Structure, magnetic and magnetocaloric properties of Ni2MnGa Heusler alloy nanowires

•Magnetic properties of Ni2MnGa nanowires are systematically studied for the first time.•Griffith phase theory explains anomalous magnetic behavior disobeying Curie-Weiss law.•Qualitative and quantitative methods determine second order magnetic phase transition.•Ni2MnGa nanowires have broad (150 K) and shallow (0.35 J/kgK) magnetic entropy change.•Magnetocaloric response is analyzed by constructing phenomenological universal curves.
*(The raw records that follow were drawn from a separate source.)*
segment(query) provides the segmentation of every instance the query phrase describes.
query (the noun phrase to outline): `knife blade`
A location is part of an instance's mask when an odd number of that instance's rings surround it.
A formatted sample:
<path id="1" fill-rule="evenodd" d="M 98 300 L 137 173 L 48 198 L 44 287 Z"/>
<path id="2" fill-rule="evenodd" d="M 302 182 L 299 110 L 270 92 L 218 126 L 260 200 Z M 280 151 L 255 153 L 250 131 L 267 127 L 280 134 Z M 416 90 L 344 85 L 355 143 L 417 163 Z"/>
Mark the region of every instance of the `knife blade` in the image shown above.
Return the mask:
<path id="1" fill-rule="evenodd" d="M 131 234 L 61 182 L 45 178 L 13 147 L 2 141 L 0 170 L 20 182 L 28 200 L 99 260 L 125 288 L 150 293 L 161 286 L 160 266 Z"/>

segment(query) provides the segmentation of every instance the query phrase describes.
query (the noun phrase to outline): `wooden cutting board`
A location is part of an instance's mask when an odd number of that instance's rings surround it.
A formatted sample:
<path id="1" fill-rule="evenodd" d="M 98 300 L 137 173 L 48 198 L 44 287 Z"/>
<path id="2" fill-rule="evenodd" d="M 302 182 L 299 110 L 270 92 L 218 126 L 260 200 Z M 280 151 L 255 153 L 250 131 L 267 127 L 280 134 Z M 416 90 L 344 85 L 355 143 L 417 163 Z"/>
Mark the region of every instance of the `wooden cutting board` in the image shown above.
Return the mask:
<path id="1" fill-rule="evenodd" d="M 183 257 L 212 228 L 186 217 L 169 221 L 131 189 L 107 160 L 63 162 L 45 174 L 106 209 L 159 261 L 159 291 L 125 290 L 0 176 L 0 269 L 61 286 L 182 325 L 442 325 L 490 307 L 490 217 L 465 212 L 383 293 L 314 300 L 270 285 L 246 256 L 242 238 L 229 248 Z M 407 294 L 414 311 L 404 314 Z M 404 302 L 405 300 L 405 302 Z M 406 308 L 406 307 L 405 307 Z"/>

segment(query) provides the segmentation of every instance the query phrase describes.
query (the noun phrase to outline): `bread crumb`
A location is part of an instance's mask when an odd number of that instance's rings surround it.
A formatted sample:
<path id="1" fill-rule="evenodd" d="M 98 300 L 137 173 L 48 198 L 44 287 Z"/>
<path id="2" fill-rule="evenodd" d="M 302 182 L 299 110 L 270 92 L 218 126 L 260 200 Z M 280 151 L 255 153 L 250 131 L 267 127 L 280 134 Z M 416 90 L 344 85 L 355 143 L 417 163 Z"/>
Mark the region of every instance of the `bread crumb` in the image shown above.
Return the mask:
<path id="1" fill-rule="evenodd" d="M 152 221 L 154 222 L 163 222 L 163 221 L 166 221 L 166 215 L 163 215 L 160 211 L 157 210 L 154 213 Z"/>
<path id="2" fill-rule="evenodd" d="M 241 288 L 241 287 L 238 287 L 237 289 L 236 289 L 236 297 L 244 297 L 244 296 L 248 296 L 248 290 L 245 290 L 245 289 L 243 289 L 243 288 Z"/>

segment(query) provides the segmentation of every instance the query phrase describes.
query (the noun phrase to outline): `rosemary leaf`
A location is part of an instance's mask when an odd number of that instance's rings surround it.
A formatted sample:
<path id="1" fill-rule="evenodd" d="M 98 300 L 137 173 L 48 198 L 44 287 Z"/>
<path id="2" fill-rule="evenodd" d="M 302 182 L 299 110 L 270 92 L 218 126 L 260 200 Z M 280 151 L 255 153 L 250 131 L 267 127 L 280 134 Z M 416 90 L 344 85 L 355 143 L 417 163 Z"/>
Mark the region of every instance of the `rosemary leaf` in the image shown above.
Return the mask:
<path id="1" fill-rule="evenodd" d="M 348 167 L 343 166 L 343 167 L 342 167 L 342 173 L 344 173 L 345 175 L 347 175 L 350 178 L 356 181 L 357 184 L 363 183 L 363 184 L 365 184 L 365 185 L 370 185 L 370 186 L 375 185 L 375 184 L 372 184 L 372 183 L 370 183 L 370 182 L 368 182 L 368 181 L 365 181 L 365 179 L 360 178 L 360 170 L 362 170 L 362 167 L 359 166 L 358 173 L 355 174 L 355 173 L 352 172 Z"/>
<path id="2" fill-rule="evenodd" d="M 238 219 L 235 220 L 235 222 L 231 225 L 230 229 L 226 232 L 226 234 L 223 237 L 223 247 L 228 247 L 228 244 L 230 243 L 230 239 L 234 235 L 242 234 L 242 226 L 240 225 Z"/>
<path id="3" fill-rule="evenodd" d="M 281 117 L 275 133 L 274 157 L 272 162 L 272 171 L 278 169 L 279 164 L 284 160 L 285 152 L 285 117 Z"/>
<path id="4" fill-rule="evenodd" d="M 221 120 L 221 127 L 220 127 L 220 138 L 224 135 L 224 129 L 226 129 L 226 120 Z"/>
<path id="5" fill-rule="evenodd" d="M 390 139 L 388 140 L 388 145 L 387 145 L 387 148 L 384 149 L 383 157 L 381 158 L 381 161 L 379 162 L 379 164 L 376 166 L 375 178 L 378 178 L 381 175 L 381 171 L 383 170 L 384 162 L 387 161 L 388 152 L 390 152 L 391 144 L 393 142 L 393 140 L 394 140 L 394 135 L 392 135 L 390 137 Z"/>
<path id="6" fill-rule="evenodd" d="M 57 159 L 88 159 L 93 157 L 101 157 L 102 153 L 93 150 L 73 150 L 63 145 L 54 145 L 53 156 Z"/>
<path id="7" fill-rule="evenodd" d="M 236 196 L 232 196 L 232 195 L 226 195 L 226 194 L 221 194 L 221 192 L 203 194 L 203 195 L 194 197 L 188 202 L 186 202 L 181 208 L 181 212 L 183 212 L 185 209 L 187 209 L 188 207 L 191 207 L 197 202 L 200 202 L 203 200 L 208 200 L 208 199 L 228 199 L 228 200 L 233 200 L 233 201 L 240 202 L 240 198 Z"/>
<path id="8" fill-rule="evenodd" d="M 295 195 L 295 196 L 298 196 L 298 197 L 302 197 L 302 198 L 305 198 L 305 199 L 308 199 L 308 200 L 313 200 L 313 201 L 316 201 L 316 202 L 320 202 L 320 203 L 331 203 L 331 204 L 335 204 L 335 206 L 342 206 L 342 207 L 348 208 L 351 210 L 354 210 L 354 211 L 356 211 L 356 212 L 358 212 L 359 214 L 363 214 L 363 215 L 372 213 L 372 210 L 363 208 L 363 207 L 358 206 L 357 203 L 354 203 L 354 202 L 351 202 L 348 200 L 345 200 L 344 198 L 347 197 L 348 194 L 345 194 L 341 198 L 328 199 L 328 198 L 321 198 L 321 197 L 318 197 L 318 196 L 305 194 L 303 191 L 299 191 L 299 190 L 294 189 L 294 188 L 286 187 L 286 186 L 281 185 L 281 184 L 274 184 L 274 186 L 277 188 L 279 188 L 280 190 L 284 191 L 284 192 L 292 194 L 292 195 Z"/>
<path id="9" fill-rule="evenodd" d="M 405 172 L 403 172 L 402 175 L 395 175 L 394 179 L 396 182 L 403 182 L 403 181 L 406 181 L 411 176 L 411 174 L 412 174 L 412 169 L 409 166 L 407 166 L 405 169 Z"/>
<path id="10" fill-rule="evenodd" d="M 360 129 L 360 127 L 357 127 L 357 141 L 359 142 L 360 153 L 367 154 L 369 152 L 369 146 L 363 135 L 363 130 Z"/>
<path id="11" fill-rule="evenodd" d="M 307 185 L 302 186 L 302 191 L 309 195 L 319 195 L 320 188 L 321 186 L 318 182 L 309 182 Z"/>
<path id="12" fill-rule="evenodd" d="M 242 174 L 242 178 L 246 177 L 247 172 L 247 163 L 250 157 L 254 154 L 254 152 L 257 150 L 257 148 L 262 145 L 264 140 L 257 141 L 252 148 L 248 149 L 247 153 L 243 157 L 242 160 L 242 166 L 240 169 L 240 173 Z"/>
Heusler alloys are favorable candidates for fabricating functional devices and sensors due to their characteristic structural and magnetic properties, which vary at different length scales. In this paper, for the sake of expanding the fields of application and systematically studying the mechanisms at the nanoscale, Ni2MnGa Heusler alloy nanowires were fabricated via the electrospinning method followed by optimized heat treatments. While the nanowires exhibited ferromagnetic-paramagnetic transition near room temperature, anomalies in magnetic behaviors were observed by power fitting of χ−1-T curves disobeying Curie-Weiss law. The Ni2MnGa nanowires exhibited maximum isothermal entropy change of 0.35 J/kgK accompanied by extremely wide working temperature region (150 K), with a peak temperature (305 K) suitable for room temperature applications. Arrott plots and quantitative analysis of field/temperature dependence of magnetic entropy change determined second order magnetic phase transition in the nanowires. Construction of phenomenological universal curves addressed demagnetizing effect on magnetocaloric response, which was compared to the multiphase composition obtained by structural analysis. These novel findings in Ni-Mn-Ga nanowires enrich our knowledge of structure and magnetism of Heusler alloys at the nanoscale and could be taken as reference facilitating future relevant research.